Por que se optou pela vontade de poder e não pela vontade de viver dos pacifistas Albert Schweitzer, Leon Tolstói e Mahatma Gandhi? Por que a Europa que produziu tantos sábios e santos e santas escolheu este caminho que pode devastar todo o planeta até fazê-lo inabitável? Acolheu como orientador o mais perigoso dos arquétipos, segundo C. G. Jung, aquele do poder, capaz de nos autodestruir? Deixo aberta esta questão que Martin Heidegger levou sem resposta à sepultura. Pesaroso, deixou escrito para ser publicado na pós-morte: "Só um Deus nos poderá salvar."

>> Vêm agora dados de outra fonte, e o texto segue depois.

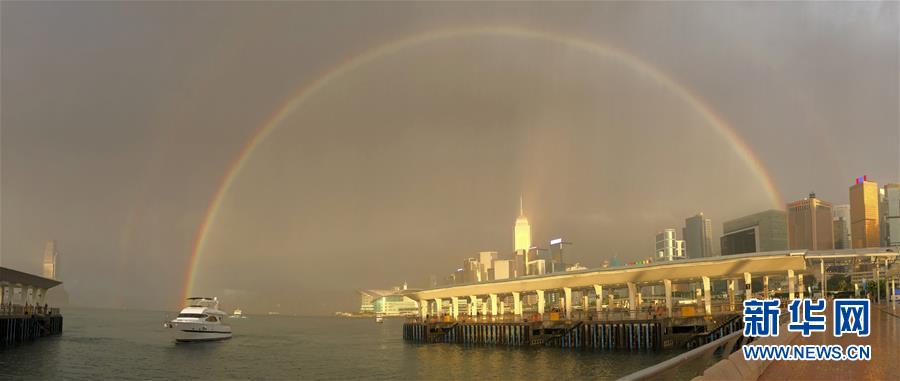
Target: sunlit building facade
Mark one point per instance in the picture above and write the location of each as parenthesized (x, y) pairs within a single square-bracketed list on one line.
[(387, 302), (697, 234), (892, 214), (763, 231), (810, 224), (51, 260), (840, 215), (668, 246), (864, 216), (522, 230)]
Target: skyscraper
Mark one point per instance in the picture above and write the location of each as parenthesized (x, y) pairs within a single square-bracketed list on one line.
[(864, 214), (668, 247), (486, 260), (810, 224), (763, 231), (51, 256), (522, 230), (697, 234), (892, 213), (841, 225)]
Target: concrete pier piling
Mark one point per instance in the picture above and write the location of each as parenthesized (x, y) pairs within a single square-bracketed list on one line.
[(20, 328), (630, 335)]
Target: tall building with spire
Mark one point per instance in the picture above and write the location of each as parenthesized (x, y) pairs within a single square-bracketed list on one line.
[(697, 234), (864, 214), (50, 260), (522, 230), (810, 224)]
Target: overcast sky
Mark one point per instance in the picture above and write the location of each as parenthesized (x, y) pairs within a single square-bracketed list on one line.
[(120, 120)]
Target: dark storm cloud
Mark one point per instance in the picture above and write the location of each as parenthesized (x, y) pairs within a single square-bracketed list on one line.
[(120, 120)]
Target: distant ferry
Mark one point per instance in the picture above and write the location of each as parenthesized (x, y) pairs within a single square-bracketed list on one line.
[(237, 314), (200, 321)]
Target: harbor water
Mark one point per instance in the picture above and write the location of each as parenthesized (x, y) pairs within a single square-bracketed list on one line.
[(111, 344)]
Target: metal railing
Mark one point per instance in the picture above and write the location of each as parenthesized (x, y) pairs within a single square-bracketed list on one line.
[(692, 363), (28, 309), (606, 314)]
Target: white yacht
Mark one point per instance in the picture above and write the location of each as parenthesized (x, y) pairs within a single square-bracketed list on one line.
[(201, 320)]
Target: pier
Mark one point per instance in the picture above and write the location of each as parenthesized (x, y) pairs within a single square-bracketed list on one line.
[(24, 314), (679, 304)]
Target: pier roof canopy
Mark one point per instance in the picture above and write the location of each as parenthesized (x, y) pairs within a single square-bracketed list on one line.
[(11, 276)]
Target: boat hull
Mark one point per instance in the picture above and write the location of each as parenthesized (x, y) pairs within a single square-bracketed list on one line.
[(197, 332)]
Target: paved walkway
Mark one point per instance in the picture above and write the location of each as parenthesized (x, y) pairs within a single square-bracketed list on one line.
[(885, 364)]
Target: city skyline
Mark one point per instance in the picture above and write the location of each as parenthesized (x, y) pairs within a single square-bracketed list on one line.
[(237, 142)]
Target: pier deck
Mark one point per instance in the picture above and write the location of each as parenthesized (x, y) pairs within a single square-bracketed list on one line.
[(20, 328)]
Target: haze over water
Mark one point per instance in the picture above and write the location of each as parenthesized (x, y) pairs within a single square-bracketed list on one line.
[(110, 344), (122, 121)]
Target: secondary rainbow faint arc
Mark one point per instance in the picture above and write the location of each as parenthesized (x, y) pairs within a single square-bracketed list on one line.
[(201, 236)]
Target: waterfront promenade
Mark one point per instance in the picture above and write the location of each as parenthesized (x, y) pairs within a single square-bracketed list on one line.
[(885, 363)]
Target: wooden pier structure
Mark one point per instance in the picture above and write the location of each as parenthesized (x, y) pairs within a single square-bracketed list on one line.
[(24, 314), (642, 334)]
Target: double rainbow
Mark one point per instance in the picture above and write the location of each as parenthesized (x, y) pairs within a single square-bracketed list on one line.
[(374, 53)]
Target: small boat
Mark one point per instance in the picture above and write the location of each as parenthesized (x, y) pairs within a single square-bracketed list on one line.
[(201, 320), (237, 314)]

Pois é nesse Deus vivo e fonte de vida que colocamos nossa esperança. Isso ultrapassa os limites da ciência e da razão instrumental-analítica. É o salto da fé que também representa uma virtualidade presente no processo global cosmogênico. A alternativa a esta esperança são as trevas. Mas a luz tem mais direito que a trevas. Nessa luz cremos e esperamos.